Pas un pape com­bat­tant en tout cas, com­paré à l’irascible Pie XI et au puis­sant Jean –Paul II ! Et pourtant…

La lec­ture très plai­sante de la bio­gra­phie que Jean-Marc Tic­chi, grand spé­cia­liste de la papauté, nous fait décou­vrir la réa­lité de ce per­son­nage qui résista à Napo­léon, sans aucune divi­sion pour reprendre une for­mule célèbre, désarmé, isolé et empri­sonné. Un moine d’une dou­ceur peu com­mune, un évêque habile, sachant céder sur l’accessoire pour sau­ver l’essentiel face à l’occupation des Fran­çais appor­tant en Ita­lie la tour­mente révo­lu­tion­naire, un pape élu loin de Rome à la suite d’un long conclave de trois mois, choisi pour déblo­quer une situa­tion inex­tri­cable.
Le pape qu’on n’attendait pas et qui se trouva confron­ter à la puis­sance fran­çaise incar­née dans un géné­ral décidé à deve­nir empereur.

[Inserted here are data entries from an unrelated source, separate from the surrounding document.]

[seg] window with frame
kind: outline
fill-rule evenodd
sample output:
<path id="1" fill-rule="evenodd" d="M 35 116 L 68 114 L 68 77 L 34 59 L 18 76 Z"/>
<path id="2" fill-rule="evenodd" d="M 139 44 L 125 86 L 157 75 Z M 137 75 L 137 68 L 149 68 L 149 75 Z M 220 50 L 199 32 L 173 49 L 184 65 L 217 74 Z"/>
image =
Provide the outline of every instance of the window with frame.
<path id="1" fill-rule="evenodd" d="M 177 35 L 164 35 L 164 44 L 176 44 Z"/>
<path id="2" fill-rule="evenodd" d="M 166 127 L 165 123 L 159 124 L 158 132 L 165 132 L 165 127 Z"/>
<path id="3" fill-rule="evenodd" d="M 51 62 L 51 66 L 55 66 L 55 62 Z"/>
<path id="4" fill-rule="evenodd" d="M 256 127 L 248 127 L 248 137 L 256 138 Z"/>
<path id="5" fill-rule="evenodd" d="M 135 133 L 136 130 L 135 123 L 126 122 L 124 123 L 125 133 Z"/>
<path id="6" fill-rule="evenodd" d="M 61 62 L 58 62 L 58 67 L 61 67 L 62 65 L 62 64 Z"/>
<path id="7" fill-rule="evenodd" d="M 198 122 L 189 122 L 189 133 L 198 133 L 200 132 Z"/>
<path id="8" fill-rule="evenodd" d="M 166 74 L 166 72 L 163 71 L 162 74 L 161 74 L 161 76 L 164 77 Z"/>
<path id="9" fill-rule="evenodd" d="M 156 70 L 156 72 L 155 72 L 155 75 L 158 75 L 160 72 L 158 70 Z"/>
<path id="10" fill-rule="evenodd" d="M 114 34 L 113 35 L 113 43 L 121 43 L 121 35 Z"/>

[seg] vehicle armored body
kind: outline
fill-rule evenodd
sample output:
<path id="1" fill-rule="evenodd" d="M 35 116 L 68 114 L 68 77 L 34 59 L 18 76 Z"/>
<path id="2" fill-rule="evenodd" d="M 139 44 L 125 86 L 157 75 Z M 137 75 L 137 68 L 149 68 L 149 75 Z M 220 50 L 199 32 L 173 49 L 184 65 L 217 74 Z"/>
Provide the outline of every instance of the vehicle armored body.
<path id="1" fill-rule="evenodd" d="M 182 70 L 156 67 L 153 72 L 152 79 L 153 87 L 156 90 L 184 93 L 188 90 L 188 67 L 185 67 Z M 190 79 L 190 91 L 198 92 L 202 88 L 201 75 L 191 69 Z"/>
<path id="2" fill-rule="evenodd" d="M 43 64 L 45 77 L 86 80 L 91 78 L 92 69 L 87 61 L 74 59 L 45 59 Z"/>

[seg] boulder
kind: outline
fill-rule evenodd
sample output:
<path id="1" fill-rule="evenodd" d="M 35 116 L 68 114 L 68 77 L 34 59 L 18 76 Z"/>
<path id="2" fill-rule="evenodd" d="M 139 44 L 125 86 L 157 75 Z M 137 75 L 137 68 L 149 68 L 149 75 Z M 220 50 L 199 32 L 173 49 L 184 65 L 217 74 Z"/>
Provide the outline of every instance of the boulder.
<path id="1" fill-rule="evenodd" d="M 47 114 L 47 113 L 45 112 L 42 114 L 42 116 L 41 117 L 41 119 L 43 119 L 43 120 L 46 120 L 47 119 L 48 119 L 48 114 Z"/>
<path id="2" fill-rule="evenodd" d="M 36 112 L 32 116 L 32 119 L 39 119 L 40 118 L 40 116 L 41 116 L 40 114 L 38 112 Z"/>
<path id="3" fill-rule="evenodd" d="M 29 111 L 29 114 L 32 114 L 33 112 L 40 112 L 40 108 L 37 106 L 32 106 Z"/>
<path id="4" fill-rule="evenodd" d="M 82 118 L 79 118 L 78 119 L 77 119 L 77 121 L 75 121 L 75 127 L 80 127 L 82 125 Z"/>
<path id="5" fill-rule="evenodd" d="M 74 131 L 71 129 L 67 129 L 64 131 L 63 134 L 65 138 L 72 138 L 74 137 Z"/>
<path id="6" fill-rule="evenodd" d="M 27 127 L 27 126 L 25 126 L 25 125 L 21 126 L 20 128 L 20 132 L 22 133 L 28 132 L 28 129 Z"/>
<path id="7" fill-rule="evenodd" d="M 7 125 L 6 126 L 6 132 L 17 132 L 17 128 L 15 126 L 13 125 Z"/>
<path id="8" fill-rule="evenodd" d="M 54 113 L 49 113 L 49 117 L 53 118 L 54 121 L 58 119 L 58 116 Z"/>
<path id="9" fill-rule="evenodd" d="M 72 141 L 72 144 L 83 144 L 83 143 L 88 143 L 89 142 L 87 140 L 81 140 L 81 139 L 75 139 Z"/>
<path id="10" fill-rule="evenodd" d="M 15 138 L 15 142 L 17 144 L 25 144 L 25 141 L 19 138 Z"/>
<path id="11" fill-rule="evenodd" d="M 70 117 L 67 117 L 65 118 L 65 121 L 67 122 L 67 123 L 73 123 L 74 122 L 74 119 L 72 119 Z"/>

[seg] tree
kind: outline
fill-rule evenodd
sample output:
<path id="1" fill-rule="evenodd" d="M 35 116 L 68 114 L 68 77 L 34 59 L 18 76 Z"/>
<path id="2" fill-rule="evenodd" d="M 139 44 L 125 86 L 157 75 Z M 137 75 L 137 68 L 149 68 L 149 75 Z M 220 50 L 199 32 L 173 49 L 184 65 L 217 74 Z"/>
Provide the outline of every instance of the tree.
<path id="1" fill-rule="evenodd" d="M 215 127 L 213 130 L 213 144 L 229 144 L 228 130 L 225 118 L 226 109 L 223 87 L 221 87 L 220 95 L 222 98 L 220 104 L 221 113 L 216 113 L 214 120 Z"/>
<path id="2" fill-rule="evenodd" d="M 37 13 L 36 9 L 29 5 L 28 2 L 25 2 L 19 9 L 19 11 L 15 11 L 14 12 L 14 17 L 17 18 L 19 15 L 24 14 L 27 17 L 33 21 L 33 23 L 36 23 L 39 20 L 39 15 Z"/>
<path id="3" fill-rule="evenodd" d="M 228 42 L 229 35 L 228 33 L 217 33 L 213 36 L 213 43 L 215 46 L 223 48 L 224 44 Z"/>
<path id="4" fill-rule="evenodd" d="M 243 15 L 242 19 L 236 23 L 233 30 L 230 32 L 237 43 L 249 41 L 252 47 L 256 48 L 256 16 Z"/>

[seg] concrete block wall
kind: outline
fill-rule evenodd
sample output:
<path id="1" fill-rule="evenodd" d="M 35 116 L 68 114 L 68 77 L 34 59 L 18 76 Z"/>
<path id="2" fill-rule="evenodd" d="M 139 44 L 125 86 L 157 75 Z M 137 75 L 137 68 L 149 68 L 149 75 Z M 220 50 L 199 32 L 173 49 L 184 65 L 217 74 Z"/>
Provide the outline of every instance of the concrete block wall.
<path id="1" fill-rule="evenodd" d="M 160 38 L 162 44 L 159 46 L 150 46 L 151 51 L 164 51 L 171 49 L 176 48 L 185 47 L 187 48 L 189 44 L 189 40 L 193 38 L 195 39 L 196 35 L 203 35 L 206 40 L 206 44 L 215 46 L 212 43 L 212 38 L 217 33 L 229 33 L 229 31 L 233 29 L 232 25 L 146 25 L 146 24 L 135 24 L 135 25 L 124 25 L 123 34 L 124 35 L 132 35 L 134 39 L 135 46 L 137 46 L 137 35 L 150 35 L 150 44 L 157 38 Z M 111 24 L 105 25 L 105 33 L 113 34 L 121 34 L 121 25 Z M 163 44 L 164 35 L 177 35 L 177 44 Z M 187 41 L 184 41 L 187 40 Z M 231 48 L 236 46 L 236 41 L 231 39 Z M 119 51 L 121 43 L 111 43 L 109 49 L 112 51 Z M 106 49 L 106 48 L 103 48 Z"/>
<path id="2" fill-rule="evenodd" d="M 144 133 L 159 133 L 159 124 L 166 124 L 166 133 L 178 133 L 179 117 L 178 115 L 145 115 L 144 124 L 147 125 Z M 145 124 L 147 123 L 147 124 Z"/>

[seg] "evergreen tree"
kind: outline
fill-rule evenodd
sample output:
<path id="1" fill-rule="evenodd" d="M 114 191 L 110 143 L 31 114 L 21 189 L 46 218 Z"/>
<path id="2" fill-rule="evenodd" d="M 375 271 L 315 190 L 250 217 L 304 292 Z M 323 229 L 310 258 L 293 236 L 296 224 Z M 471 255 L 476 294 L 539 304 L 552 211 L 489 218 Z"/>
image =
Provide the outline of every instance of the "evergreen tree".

La ques­tion impé­riale occupe, on s’en doute, la majeure par­tie du livre  (sans que les autres aspects du pon­ti­fi­cat ne fussent mis de côté). L’auteur décrit avec minu­tie la lente dégra­da­tion des rela­tions entre Pie VII et Napo­léon au cœur de laquelle se trou­vait la ques­tion de la sou­ve­rai­neté tem­po­relle de la papauté que l’Empereur ne sup­por­tait plus et à laquelle le pape ne pou­vait renon­cer.
Certes, Jean-Marc Tic­chi insiste sur le fait que Napo­léon n’ordonna pas l’enlèvement de Pie VII — mais seule­ment celui du car­di­nal secré­taire d’Etat. Il n’empêche. L’Empereur en assuma les consé­quences et retint le vicaire du Christ pri­son­nier à Savone, puis à Fontainebleau.

Ce qui res­sort très bien du livre, c’est d’une part la déter­mi­na­tion de Pie VII à ne pas céder — ou à reve­nir sur sa déci­sion dès qu’il lui arri­vait de le faire — avec cette obs­ti­na­tion qu’ont par­fois les faibles, mais aussi parce qu’il défend ce qui ne lui appar­te­nait pas : le patri­moine de Saint-Pierre, sans lequel l’exercice spi­ri­tuel de l’autorité pon­ti­fi­cale est entra­vée. D’autre part, le tour­nant que consti­tua ce dif­fi­cile pon­ti­fi­cat est bien mis en lumière : roma­ni­sa­tion du clergé fran­çais au détri­ment du gal­li­ca­nisme, res­tau­ra­tion des Jésuites, véné­ra­tion de la figure papale.
Et enfin, cette his­toire confirme la puis­sance de l’Eglise catho­lique, la force de la papauté qui, même tom­bée bien bas, sur­vit à ses enne­mis. D’autres Moloch, bien pires encore, vien­dront plus tard, au XXème siècle, et s’y cas­se­ront eux aussi les dents.

Oui, ce doux pape fut bien un des vain­queurs de Napo­léon comme Jean-Paul II le sera, à sa manière, du com­mu­nisme : par la puis­sance spirituelle.

fre­de­ric le moal

Jean-Marc Tic­chi, Pie VII. Le pape vain­queur de Napo­léon ?, Per­rin, avril 2022, 384 p. — 23,00 €.